Figure 8 provides a qualitative comparison on the hazelnut category. The top row presents real defect images and masks from MVTec AD as a reference. The subsequent rows display results from different methods in a fixed order, and each column corresponds to a distinct defect subcategory.

Defects generated by Crop&Paste more closely match the real data distribution. Although StyleGAN2 and StyleGAN3 perform well on general image generation, they are less effective with scarce defect data. On hazelnut, the generated defects show overfitting, limited diversity, and inflated structural artifacts. In addition, StyleGAN3 exhibits pronounced color shifts, reducing realism. With limited defect samples, Defect-GAN struggles to capture salient characteristics of defect regions, yielding defects that are insufficiently prominent and overly small, which falls short of practical requirements. DFMGAN offers advantages over these methods, but its defect boundaries remain unnatural. Misalignment between defect masks and generated regions further degrades realism and limits the quality of the generated regions. AnomalyDiffusion achieves greater diversity but lacks realism in defect regions. Generated defects sometimes spill beyond valid areas. The feature disentanglement method based on StyleGAN2-ADA proposed by He et al. generates defect images that closely approximate the appearance of real defects. Our method outperforms existing approaches across multiple categories, mitigating unnatural boundary texture and morphology, misalignment between images and masks, and placement outside valid regions. The generated results align more closely with real defect images in both overall quality and fine grained detail.
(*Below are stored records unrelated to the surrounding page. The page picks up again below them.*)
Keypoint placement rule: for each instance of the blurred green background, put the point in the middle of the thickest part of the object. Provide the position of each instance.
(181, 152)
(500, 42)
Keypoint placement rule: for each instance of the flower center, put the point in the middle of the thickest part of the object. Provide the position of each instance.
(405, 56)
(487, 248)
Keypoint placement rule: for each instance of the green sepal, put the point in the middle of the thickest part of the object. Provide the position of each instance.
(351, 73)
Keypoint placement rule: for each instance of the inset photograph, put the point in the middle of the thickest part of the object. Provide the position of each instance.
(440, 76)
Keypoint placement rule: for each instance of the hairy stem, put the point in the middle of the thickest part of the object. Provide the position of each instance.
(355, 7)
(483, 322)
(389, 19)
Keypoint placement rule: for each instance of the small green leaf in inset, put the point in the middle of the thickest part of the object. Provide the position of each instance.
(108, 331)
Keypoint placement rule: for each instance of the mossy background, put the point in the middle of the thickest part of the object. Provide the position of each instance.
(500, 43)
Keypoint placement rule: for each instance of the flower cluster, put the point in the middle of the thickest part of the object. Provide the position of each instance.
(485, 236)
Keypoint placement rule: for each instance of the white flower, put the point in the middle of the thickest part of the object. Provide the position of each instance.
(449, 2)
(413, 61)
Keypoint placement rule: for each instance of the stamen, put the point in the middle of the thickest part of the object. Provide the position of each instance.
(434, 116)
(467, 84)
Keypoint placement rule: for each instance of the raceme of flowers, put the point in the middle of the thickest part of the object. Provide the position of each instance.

4.3.3. Comparative Experiments for 5-Shot and 1-Shot Defect Image Generation

In the MVTec AD hazelnut category [36], the hole defect class contains 18 defect images in total. To compare with DFMGAN [18] with limited data, 5-shot and 1-shot settings are evaluated by selecting 5 and 1 defect images, respectively, from the 18 available. With five training images, as shown in Figure 9a, DFMGAN exhibits pronounced color shifts in generated defect regions. Bluish artifacts often appear around defects, indicating limited fidelity to real morphology and texture. With a single training image, as shown in Figure 9b, these issues intensify: defect regions lack realism, and the background shows deformation, artifacts, and blur, collectively reducing overall fidelity. By comparison, our method performs better under data scarcity, producing defect regions that more closely match real morphology and texture and offering higher visual realism and discriminability.

4.3.4. Comparative Experiments on Defect Image Generation in Other Scenarios

To assess generalization across scenarios, we conduct comparative experiments on the MVTec AD bottle and metal_nut categories [36]. Results are summarized in Table 5 and Figure 10 and in Table 6 and Figure 11.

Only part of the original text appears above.